Feather in the Cap: India Home to 12% of World’s Bird Species.
- A community of ornithologists has come up with the first authoritative checklist of Indian birds, putting forth the number of species across the country at 1,263. Now India accounts for 12 per cent of the total number of bird species in the world, amounting to 10,135.
- “A Checklist of the birds of India”, authored by Praveen J, Rajah Jayapal and Aasheesh Pittie and published this month by the journal Indian BIRDS, has painstakingly compiled the list of all avian fauna and categorized and standardized them by their English names, scientific names and modern taxonomy.

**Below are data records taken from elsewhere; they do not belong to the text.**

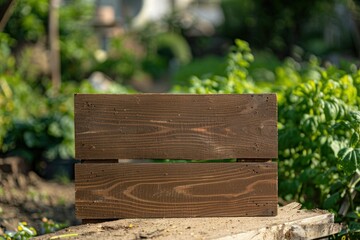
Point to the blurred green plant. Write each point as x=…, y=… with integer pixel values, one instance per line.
x=25, y=232
x=319, y=128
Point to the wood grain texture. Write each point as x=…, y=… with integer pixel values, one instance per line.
x=175, y=190
x=175, y=126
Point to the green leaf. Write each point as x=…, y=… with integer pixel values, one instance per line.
x=354, y=139
x=349, y=159
x=332, y=201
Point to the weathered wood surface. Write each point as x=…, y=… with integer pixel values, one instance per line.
x=175, y=190
x=290, y=223
x=175, y=126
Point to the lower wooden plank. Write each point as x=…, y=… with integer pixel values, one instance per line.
x=151, y=190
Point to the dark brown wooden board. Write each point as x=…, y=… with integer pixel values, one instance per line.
x=175, y=126
x=149, y=190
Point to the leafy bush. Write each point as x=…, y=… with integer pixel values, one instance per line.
x=40, y=127
x=319, y=127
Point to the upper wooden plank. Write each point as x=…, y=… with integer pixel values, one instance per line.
x=175, y=126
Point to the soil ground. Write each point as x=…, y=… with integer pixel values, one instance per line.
x=31, y=199
x=28, y=198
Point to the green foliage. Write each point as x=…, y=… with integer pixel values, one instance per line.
x=319, y=126
x=39, y=127
x=28, y=21
x=25, y=232
x=281, y=25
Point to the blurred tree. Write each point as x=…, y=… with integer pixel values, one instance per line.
x=319, y=27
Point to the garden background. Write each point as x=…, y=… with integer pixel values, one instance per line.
x=308, y=52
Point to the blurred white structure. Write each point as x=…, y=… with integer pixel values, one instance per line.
x=140, y=12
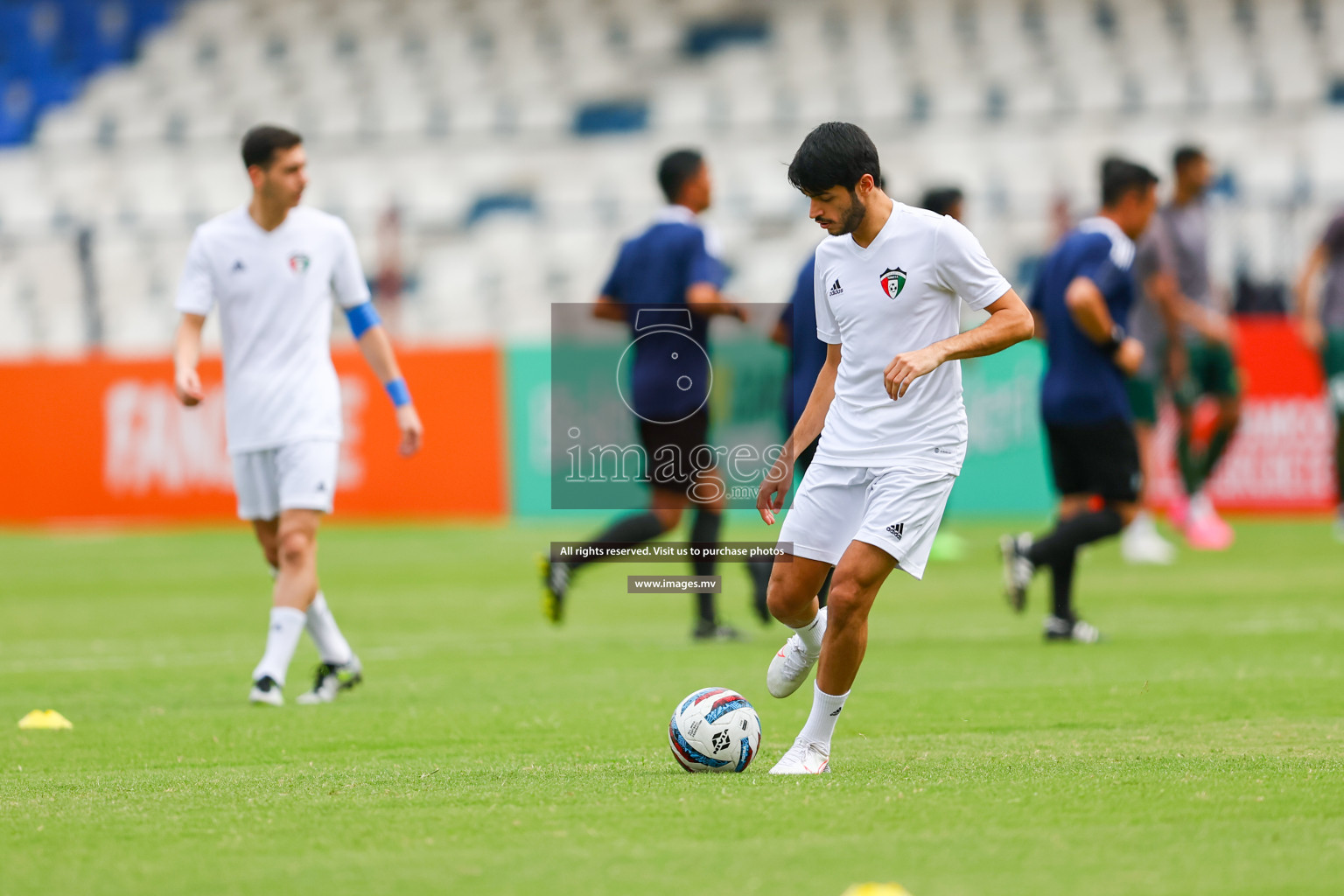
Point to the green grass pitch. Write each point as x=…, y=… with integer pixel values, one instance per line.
x=1199, y=751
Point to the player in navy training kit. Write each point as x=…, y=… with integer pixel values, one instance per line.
x=797, y=332
x=666, y=286
x=1081, y=301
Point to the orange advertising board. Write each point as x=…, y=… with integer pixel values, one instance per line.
x=105, y=439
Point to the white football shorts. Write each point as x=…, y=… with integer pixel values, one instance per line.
x=300, y=476
x=897, y=509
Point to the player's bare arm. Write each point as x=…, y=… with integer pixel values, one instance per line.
x=186, y=358
x=1010, y=323
x=378, y=352
x=774, y=488
x=1308, y=298
x=1088, y=311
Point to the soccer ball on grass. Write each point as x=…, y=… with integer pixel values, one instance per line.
x=714, y=730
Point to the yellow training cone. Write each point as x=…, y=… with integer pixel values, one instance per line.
x=49, y=719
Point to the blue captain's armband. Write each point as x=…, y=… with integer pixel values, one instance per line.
x=361, y=318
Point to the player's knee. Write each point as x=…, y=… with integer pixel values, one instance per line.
x=847, y=605
x=296, y=549
x=785, y=602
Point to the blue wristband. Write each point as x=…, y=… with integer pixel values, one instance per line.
x=361, y=318
x=398, y=393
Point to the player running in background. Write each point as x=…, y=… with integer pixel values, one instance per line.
x=1082, y=300
x=1153, y=323
x=952, y=202
x=672, y=265
x=1321, y=313
x=273, y=268
x=797, y=332
x=1201, y=361
x=887, y=406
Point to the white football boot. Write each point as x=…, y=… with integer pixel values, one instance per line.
x=1141, y=543
x=804, y=758
x=331, y=682
x=1077, y=630
x=265, y=690
x=790, y=667
x=1018, y=569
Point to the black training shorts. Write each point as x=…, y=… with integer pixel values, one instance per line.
x=1096, y=458
x=676, y=451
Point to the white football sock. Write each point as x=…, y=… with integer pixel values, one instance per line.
x=825, y=712
x=332, y=647
x=286, y=624
x=812, y=633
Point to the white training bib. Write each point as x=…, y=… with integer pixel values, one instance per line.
x=275, y=293
x=898, y=294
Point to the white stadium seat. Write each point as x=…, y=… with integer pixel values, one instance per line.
x=430, y=105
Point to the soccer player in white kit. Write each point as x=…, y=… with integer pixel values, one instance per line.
x=887, y=406
x=273, y=269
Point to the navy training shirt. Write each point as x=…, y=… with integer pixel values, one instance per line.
x=808, y=352
x=669, y=374
x=1082, y=384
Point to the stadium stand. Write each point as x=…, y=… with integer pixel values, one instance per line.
x=516, y=137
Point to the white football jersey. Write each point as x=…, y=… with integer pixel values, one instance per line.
x=275, y=293
x=900, y=294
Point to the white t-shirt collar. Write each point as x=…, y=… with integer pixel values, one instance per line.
x=675, y=214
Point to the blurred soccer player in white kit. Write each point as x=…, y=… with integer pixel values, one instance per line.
x=273, y=269
x=887, y=404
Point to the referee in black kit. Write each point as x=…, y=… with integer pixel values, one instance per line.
x=666, y=286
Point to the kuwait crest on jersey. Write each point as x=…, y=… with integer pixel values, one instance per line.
x=892, y=281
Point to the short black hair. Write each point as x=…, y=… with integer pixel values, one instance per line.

- Amongst the 1,263 species, Himalayan Forest Thrush (Zoothera salimalii) is the newest species discovered to science, while White-browed Crake Amaurornis cinerea is the latest admission to the country’s bird list.
- Taxonomically, the bird population in the country is divided into 23 orders, 107 families and 498 genera.
- Among the bird families, Muscicapidae (comprising chats, robins and flycatchers) are the most varied, having as many as 97 species.
- Raptors or birds of prey, which comprise vultures, eagles, and kites, are represented by 57 species and typical babblers by 53 species. Of all the birds known to occur within the geographical boundaries of India, 61 species are endemic, found only in India, and another 134 species are near-endemic, meaning these are largely restricted to India with small populations found in neighbouring countries.
- Among the other authors of the paper, Praveen J, is a software engineer by profession and Associate Editor of Indian BIRDS, and Aasheesh Pittie, a businessman and the editor of the journal. They are both India’s leading ornithologists.